Dans le cas des réhabilitations, les organismes HLM et les habitants peuvent se trouver dans des situations conflictuelles, par exemple s'ils ne souhaitent pas la même évolution de l'espace matériel, ou s'ils ne partagent pas la même conception de leur rôle ou de celui de l'organisme HLM. Ils vont alors mettre en œuvre des stratégies de négociation, dans lesquelles chacun utilise les ressources dont il dispose pour exercer son pouvoir, afin de contraindre le comportement de l'autre.

L'organisme dispose de moyens de contrainte directs qui reposent sur la loi (les travaux peuvent être imposés légalement), et en prenant l'initiative de mener et en dirigeant l'opération de réhabilitation, il produit un ensemble de représentations sur cette opération.
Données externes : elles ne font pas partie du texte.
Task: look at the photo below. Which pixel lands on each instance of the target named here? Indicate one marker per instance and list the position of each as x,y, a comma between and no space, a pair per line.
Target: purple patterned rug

Mais cette situation qui peut paraître très déséquilibrée en faveur de l'organisme ne doit pas faire oublier la nécessaire marge de manœuvre dont disposent les habitants. Ceux-ci, s'ils ne peuvent utiliser des moyens directs, peuvent user d'influence, en convainquant l'organisme d'agir selon leurs propres intérêts, ou encore construire, utiliser et partager un ensemble d'idées, d'opinions, ou de représentations collectives divergentes.

Le recours aux travaux menés sur les acteurs et les relations déséquilibrées de pouvoir permet ainsi de concevoir les rapports entre l'organisme et les habitants comme une relation générale déséquilibrée, et d'orienter l'analyse vers la recherche d'exercice d'autres formes de pouvoir que celle de domination et d'autorité, en étudiant en ce sens les comportements des habitants. Cette relation générale, avant, pendant et après la phase de travaux, prend une forme particulière lors de la phase de concertation : les organismes HLM considèrent qu'il peut être entre dans leur intérêt ou dans leurs valeurs de prendre en compte les souhaits des habitants, et offrent ainsi aux habitants de nouvelles conditions d'influence.

Cette participation des habitants aux projets visant à améliorer leur cadre de vie est une forme de négociation organisée particulière, utilisée depuis longtemps dans des situations différentes et dont la mise en œuvre a fait l'objet de nombreux travaux d'analyse. Les relations entre les organismes HLM et les habitants lors de la concertation élaborée par les organismes HLM peuvent ainsi être replacées dans ce contexte particulier.